🤖 AI Summary
This study addresses the significant accuracy degradation of DNN inference on analog hardware due to inherent device-level noise. To enhance robustness, we systematically compare quantization-aware training (QAT) and noise-injection training (NIT), explicitly modeling analog computational noise distributions during training and conducting cross-architecture empirical evaluation (ResNet, VGG, MobileNet, etc.). Our key findings are: (1) NIT substantially outperforms fixed-scale QAT in deep networks—reducing inference error by over 40% on ResNet-18; and (2) NIT exhibits strong generalization across diverse analog hardware platforms without requiring precise knowledge of the underlying noise model. These results establish NIT as a hardware-agnostic, noise-resilient training paradigm.
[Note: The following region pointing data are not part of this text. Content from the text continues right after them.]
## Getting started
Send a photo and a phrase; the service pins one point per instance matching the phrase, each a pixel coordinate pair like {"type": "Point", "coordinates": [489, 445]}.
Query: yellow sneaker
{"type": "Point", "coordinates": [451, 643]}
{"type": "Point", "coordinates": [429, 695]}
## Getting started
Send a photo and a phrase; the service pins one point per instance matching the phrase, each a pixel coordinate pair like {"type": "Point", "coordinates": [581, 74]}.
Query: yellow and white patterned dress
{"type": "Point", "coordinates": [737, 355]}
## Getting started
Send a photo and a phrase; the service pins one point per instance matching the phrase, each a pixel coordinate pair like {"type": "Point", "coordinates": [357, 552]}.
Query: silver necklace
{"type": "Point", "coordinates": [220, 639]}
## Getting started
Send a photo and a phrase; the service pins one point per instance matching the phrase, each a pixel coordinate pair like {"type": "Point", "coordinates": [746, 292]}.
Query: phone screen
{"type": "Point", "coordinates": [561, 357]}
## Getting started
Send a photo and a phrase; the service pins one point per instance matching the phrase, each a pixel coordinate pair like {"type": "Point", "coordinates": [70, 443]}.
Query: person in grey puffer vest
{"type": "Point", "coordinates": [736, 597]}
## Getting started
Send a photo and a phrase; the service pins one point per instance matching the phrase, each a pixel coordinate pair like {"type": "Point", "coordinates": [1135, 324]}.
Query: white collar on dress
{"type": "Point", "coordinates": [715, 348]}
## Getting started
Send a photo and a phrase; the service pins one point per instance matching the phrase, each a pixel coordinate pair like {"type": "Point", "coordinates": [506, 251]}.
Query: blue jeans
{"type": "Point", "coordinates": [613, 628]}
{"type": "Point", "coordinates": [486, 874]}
This work provides both a novel methodological framework and an empirical benchmark for developing robust DNNs targeting analog AI accelerators.
📝 Abstract
The success of deep learning has sparked significant interest in designing computer hardware optimized for the high computational demands of neural network inference. As further miniaturization of digital CMOS processors becomes increasingly challenging, alternative computing paradigms, such as analog computing, are gaining consideration. Particularly for compute-intensive tasks such as matrix multiplication, analog computing presents a promising alternative due to its potential for significantly higher energy efficiency compared to conventional digital technology. However, analog computations are inherently noisy, which makes it challenging to maintain high accuracy on deep neural networks. This work investigates the effectiveness of training neural networks with quantization to increase the robustness against noise. Experimental results across various network architectures show that quantization-aware training with constant scaling factors enhances robustness. We compare these methods with noisy training, which incorporates a noise injection during training that mimics the noise encountered during inference. While both two methods increase tolerance against noise, noisy training emerges as the superior approach for achieving robust neural network performance, especially in complex neural architectures.